Dans une récente déclaration officielle, le gouvernement du Burundi a exprimé de graves préoccupations, accusant le Rwanda de jouer un rôle dans les récentes violences qui ont secoué la province de Bubanza. L’incident, survenu dimanche dernier à Buringa, a été marqué par une attaque dévastatrice attribuée au groupe Red Tabara, qualifié de terroriste par les autorités burundaises.
L’assaut a tragiquement frappé une famille en deuil, entraînant la mort de neuf personnes, dont six femmes et un militaire intervenant en secours. En outre, cinq autres individus ont été blessés, et des dégâts matériels considérables ont été rapportés, incluant des véhicules incendiés et des biens vandalisés.
Le secrétaire général de l’État, Jérôme Niyonzima, a vigoureusement condamné cette attaque, la qualifiant d’acte lâche contre des civils innocents. Il a également pointé du doigt le Rwanda, l’accusant de soutenir le groupe Red Tabara, responsable de l’attaque.

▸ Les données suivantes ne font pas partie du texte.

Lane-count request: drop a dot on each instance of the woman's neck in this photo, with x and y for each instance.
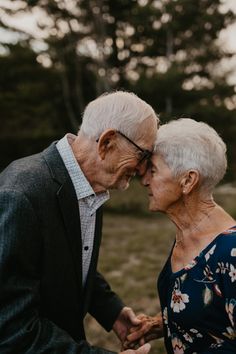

Le mouvement Red Tabara a revendiqué la responsabilité de cette attaque, affirmant poursuivre son combat jusqu’à l’ouverture de négociations inclusives visant à instaurer une paix durable au Burundi. Cette déclaration souligne la complexité de la situation, où les revendications politiques se mêlent à la violence.
Le Burundi a réitéré ses accusations envers le Rwanda, déplorant son rôle présumé dans l’entraînement et l’armement de Red Tabara. Le gouvernement burundais a exigé l’extradition des leaders du groupe, qu’il affirme être hébergés au Rwanda, une demande qui souligne l’ampleur des tensions entre les deux pays.
En réponse à cette menace persistante, les autorités burundaises ont appelé à une vigilance accrue et à une coopération renforcée au sein des comités mixtes de sécurité, dans le but de prévenir de futures attaques.
Cet incident marque la deuxième attaque attribuée à Red Tabara depuis le début de l’année, après un assaut en janvier qui a coûté la vie à 20 personnes dans la localité de Vugizo. Face à cette escalade de violence, l’administration Ndayishimiye a exhorté la population à rester unie contre le terrorisme et à signaler toute activité suspecte, rappelant que la sécurité nationale est une affaire de tous.
Les relations déjà tendues entre le Burundi et le Rwanda se trouvent ainsi davantage fragilisées, avec la fermeture des frontières terrestres par le Burundi en janvier, une mesure prise en réaction aux accusations de soutien rwandais à Red Tabara. Cette situation complexe met en lumière les défis sécuritaires et diplomatiques auxquels sont confrontés les deux pays d’Afrique de l’Est.